Döhne begleitet die Bauarbeiten in den Mies-Villen mit der Kamera. Dabei geht es ihm nicht um die Dokumentation von Bauabschnitten oder -schäden sondern um eine sachlich-poetische Bildsprache, die alle seine Fotoarbeiten ausmacht. Der distanzierte Blick, der nach Objektivität sucht, ist sein Prinzip. Döhne gehörte 1976 zu den Schülern der ersten Fotoklasse von Bernd Becher an der Düsseldorfer Kunstakademie, die heute als Düsseldorfer Schule für ihren Stil aus rationaler Systematik und erfindungsreicher Beobachtungsgabe weltweit bekannt ist. Zu seinen Kommilitonen gehörten Candida Höfer, Thomas Ruff und Thomas Struth.

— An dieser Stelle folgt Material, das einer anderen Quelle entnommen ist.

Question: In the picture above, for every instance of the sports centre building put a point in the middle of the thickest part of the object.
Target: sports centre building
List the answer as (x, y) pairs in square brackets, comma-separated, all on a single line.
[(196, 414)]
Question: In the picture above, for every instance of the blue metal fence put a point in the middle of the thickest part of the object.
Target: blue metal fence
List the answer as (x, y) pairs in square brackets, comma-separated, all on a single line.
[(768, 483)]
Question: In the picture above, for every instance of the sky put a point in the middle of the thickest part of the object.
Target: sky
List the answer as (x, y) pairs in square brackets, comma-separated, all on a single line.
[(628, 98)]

 Für den Bildaufbau hervorragend, als Mauer ein Fall von Handlungsbedarf: die Fugen sind fast ganz ausgespült.

Für den Bildaufbau hervorragend, als Mauer ein Fall von Handlungsbedarf: die Fugen sind fast ganz ausgespült.

Foto: Doehne Volker

Döhne kennt die beiden Häuser wie kein Zweiter, da er sein bisheriges Arbeitsleben am Kaiser-Wilhelm-Museum (KWM) verbracht hat. Er gestaltete Ausstellungsplakate und Kataloge. In diesem Sommer geht er nach fast 40 Jahren als Fotograf und Gestalter an den Kunstmuseen Krefeld in Ruhestand"Für mich ist dies ein Resümee der vergangenen Jahre", erklärte der Fotograf seine Motivation. "Meine Bilder sind eine Mitteilung, das Foto das Medium."

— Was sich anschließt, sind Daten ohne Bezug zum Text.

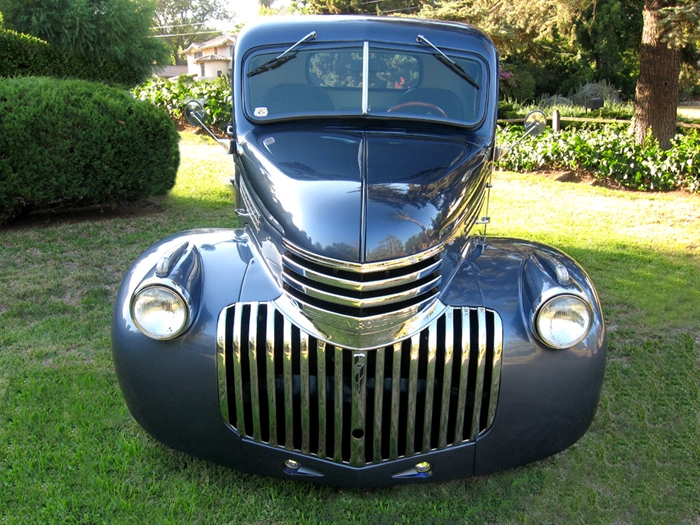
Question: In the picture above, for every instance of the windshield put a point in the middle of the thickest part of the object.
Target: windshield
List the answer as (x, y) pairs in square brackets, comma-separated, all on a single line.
[(364, 79)]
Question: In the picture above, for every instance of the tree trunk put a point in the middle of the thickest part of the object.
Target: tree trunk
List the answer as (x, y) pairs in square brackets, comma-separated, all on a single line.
[(657, 87)]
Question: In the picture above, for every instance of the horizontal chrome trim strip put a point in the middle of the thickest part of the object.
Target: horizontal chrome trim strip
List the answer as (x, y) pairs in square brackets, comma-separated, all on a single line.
[(361, 302), (358, 286), (363, 267)]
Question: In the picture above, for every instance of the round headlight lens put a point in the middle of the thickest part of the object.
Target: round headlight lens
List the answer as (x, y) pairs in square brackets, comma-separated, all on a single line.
[(563, 321), (159, 312)]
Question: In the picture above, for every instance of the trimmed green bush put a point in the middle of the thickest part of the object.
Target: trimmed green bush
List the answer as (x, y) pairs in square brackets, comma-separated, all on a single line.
[(24, 55), (608, 153), (67, 143)]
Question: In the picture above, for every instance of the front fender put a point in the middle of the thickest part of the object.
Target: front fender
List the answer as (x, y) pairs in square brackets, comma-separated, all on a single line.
[(171, 386), (547, 397)]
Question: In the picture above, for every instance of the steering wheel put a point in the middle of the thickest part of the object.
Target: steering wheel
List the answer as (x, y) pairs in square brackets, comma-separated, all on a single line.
[(417, 104)]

Mit der Präsentation der Bilder Volker Döhnes beginnt das KWM eine neue Ausstellungsreihe, zu der Künstler und Designer eingeladen werden, sich mit Einzelwerken oder Konvoluten der museumseigenen Sammlung auseinanderzusetzen - an Außenspielplätzen. So gibt es am Samstag um 15 Uhr beim Kulturfest ein "Fotogespräch" zwischen KWM-Chefin Katia Baudin und Volker Döhne in der Mennonitenkirche. Von 12 bis 18 Uhr werden die Fotografien der Häuser Lange und Esters als Projektionen in den leerstehenden Ladenlokalen an der Friedrichstraße 12, Ecke St.-Anton-Straße, an der Königstraße 89 und der Marktstraße 36 präsentiert. Unter der Devise "Fragt mich!" laden Moderatoren dabei zu Gesprächen mit Passanten ein. Bis Ende Juli werden die Fotoprojektionen montags bis samstags von 12 bis 19 Uhr zu sehen sein. Ab 12. Juni werden die Fotos auf Litfaßsäulen und Werbetafeln im gesamten Stadtgebiet vorgestellt. Dieser erste Sammlungssatellit wird weitergeführt mit einem Workshop mit Volker Döhne zur sachlichen Architekturfotografie am Sonntag, 8. Juli, 13 bis 17 Uhr, und am Sonntag, 22. Juli, 13 bis 17 Uhr, bis er dann mit einer von der Sparda-Bank-Stiftung Kunst, Kultur und Soziales ausgerichteten Radtour endet. Die Teilnehmer entdecken Bilder des Sammlungssatelliten und fotografieren interessante Bauten. "Selbstverständlich fahren wir Bauten mit Bauhaus-Elementen ab, aber auch die bestgehassten Gebäude der -Stadt", erklärt Museumspädagoge Thomas Janzen, dessen Fazit auch für die nachfolgenden Sammlungssatelliten gilt: "Dies ist ein Weg für die Kunst, das Museum zu verlassen. Unser Wunsch ist, dass Menschen eher zufällig auf uns treffen und dabei eine Kunsterfahrung machen." Das Projekt ist nicht nur ein Krefelder Prespektivwechsel, es wird außerdem vom Bundesprogramm "Nationale Projekte des Städtebaus" gefördert. Die Kunststiftung der Sparda-Bank wird auch den zweiten Sammlungssatelliten fördern, der von Kunstvolontärin Constanze Zawadzki kuratiert wird. Dazu ist das Rotterdamer Künstler Duo Bik Van der Pol eingeladen. Bei ihren Installationen wird das Publikum intensiv eingebunden.

KWM-Direktorin Baudin ist mit dem Trend zufrieden, den die zunächst auf zwei Jahre veranschlagten Sammlungssatelliten vorgeben: "Zu den Veranstaltungsräumen KWM und den Häusern Lange und Esters tritt verstärkt der öffentliche Raum hinzu."